After the disappointing forecast figures, Reuters reports Lucid shares dropped 11% in after-hours trading. Obviously, investors are rattled about the future viability of the company.
Even worse, Lucid’s Q1 2023 production and delivery figures took a dive. The startup automaker only made 2,314 vehicles versus 3,493 assembled in Q4 2022. Deliveries for the first quarter of this year came in at a mere 1,406 units, down from 1,932 in the final quarter of last year. You’ll notice there’s quite the gap between production and deliveries, a fact that’s troubling.
Just like every other automaker under the sun, Lucid has faced difficulties with supply chain disruptions and shortages. Some customers who put in a preorder on an EV long ago have given up in disgust, concluding they should simply buy something else they can actually get. Lucid claims to have 28,000 active customer orders as of February 21, down 6,000 from the figure it cited in Q3. It has only delivered about 1,900 vehicles since, so that gives us some idea of how many cancellations are pouring in.

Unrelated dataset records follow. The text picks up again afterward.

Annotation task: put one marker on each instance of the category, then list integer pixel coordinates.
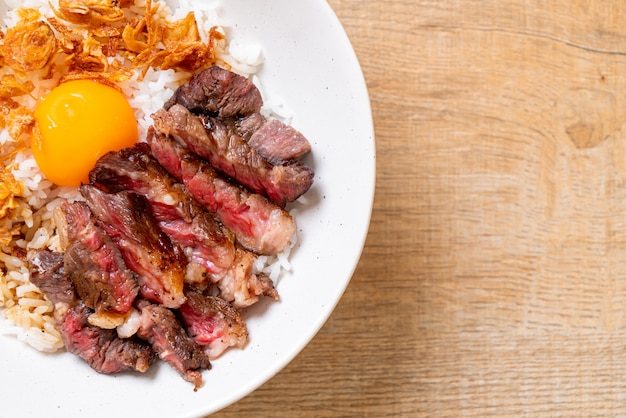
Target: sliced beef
(279, 143)
(47, 272)
(169, 339)
(258, 224)
(220, 92)
(147, 250)
(229, 154)
(240, 286)
(213, 323)
(175, 210)
(94, 263)
(102, 349)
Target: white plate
(311, 65)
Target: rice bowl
(310, 65)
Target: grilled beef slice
(213, 323)
(147, 250)
(93, 261)
(177, 213)
(258, 224)
(279, 143)
(101, 349)
(47, 272)
(169, 339)
(218, 91)
(229, 154)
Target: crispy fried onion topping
(105, 39)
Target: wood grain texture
(493, 280)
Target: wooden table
(493, 279)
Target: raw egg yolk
(77, 123)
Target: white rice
(29, 313)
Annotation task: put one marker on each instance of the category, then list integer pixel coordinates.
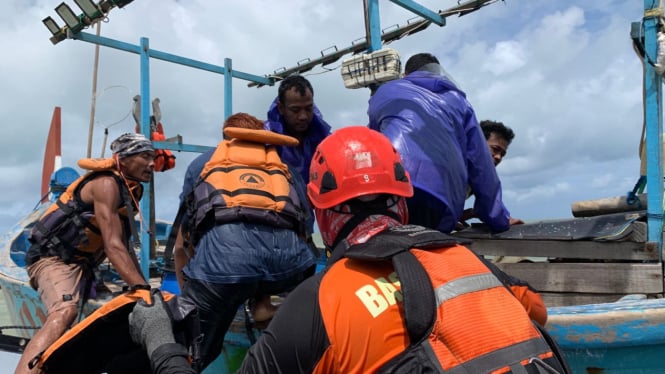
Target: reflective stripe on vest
(514, 353)
(465, 285)
(481, 326)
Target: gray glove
(150, 325)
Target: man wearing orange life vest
(89, 223)
(245, 221)
(463, 314)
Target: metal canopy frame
(653, 116)
(373, 40)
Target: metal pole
(228, 88)
(146, 211)
(654, 126)
(93, 103)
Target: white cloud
(562, 74)
(505, 57)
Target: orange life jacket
(478, 326)
(68, 229)
(164, 158)
(245, 180)
(103, 339)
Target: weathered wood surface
(574, 272)
(631, 251)
(607, 278)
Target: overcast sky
(561, 73)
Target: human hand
(150, 324)
(515, 221)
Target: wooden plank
(568, 299)
(625, 250)
(606, 278)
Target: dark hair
(502, 130)
(298, 81)
(243, 121)
(415, 62)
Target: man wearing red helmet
(395, 297)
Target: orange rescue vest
(68, 229)
(245, 180)
(460, 317)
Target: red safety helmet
(355, 161)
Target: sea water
(8, 360)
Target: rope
(16, 327)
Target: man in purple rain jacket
(430, 122)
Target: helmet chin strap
(360, 212)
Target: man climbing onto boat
(245, 220)
(91, 221)
(294, 113)
(395, 298)
(498, 137)
(429, 121)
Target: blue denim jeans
(218, 304)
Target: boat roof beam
(432, 16)
(372, 28)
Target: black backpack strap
(170, 243)
(136, 240)
(418, 296)
(395, 244)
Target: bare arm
(105, 194)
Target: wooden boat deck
(580, 260)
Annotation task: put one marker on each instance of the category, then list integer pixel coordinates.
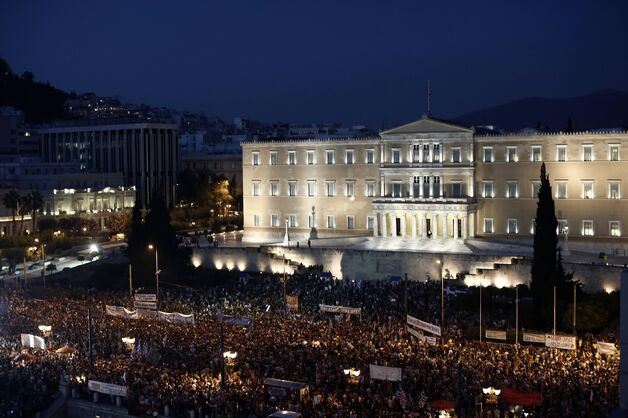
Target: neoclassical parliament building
(430, 179)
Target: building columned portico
(424, 218)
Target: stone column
(413, 224)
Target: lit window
(587, 190)
(613, 229)
(487, 154)
(613, 152)
(511, 154)
(311, 160)
(561, 152)
(587, 228)
(330, 157)
(536, 153)
(370, 156)
(330, 189)
(292, 188)
(587, 152)
(349, 156)
(311, 188)
(488, 225)
(274, 188)
(487, 189)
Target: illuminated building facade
(433, 180)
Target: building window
(370, 156)
(487, 189)
(330, 157)
(396, 156)
(455, 155)
(587, 153)
(613, 152)
(587, 190)
(274, 188)
(292, 188)
(330, 189)
(511, 190)
(311, 188)
(350, 189)
(511, 154)
(487, 154)
(292, 157)
(561, 152)
(370, 189)
(256, 188)
(349, 156)
(311, 160)
(613, 229)
(396, 189)
(587, 228)
(536, 153)
(561, 190)
(536, 187)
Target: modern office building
(430, 179)
(145, 153)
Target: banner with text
(496, 335)
(32, 341)
(425, 326)
(392, 374)
(340, 309)
(107, 388)
(564, 342)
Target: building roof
(426, 125)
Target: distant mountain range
(599, 110)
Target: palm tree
(37, 204)
(11, 200)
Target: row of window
(587, 154)
(587, 189)
(586, 228)
(330, 221)
(310, 157)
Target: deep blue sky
(302, 61)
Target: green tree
(11, 200)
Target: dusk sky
(350, 61)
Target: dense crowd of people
(180, 365)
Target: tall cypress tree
(544, 270)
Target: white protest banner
(392, 374)
(606, 348)
(340, 309)
(33, 341)
(496, 335)
(564, 342)
(425, 326)
(107, 388)
(530, 337)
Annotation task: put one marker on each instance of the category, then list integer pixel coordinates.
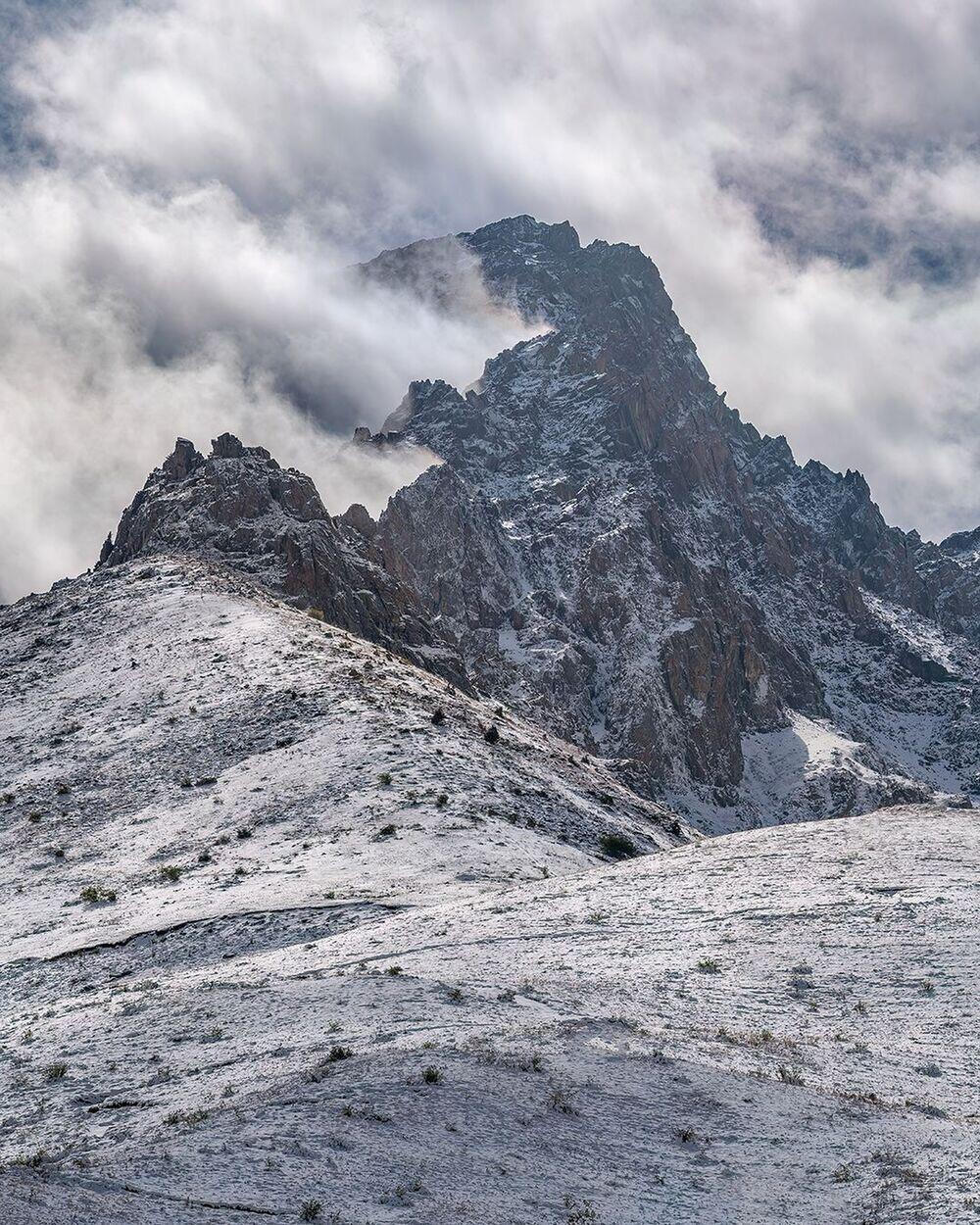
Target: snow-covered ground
(475, 1014)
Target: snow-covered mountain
(356, 871)
(275, 940)
(655, 579)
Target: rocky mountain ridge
(609, 548)
(684, 582)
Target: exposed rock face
(620, 553)
(612, 550)
(241, 508)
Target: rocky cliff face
(657, 579)
(239, 506)
(611, 549)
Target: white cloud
(210, 162)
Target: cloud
(191, 172)
(126, 321)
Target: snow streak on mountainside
(625, 559)
(337, 887)
(288, 935)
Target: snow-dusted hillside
(302, 922)
(775, 1025)
(174, 734)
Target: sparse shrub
(189, 1117)
(617, 847)
(581, 1214)
(97, 893)
(560, 1101)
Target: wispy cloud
(189, 174)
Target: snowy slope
(174, 720)
(607, 1038)
(775, 1025)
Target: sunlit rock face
(628, 559)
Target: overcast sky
(181, 180)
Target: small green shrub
(97, 893)
(617, 847)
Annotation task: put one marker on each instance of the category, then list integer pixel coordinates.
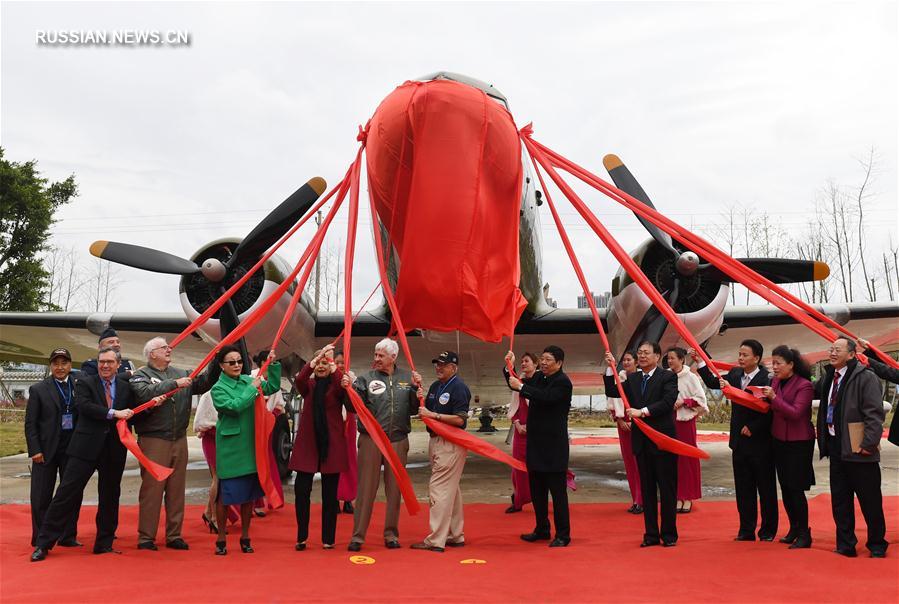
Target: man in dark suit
(652, 392)
(549, 400)
(101, 401)
(851, 409)
(50, 419)
(751, 444)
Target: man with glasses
(751, 444)
(101, 400)
(446, 402)
(109, 339)
(850, 425)
(162, 436)
(388, 392)
(652, 392)
(549, 400)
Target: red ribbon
(662, 441)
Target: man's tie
(833, 401)
(108, 388)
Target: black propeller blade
(143, 257)
(278, 222)
(625, 181)
(778, 270)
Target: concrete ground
(599, 470)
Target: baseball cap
(447, 356)
(60, 352)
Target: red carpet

Not helping the situation has been Tesla’s aggressive price cuts, something startups which often are already selling EVs at a high per-unit loss were completely unprepared to address. That move, combined with government incentives from the Inflation Reduction Act, are exposing that EV shoppers are in fact quite price sensitive, especially as interest rates and inflation remain high and the economic outlook seems shaky at best.
Facing increasing competition in a sliver of a market segment which isn’t growing as aggressively as some had previously expected, Lucid has been forced to slash about 18% of its workforce. A report from The Wall Street Journal says the roughly 1,300 employees to be cut include some executives as the EV startup looks to cut costs and ride out the current storm.
While Lucid certainly is in trouble, that doesn’t necessarily mean the automaker is done for. However, investors, analysts, and others will be watching what happens with the company closely as rumors of an even more intense EV price war in the US circulate.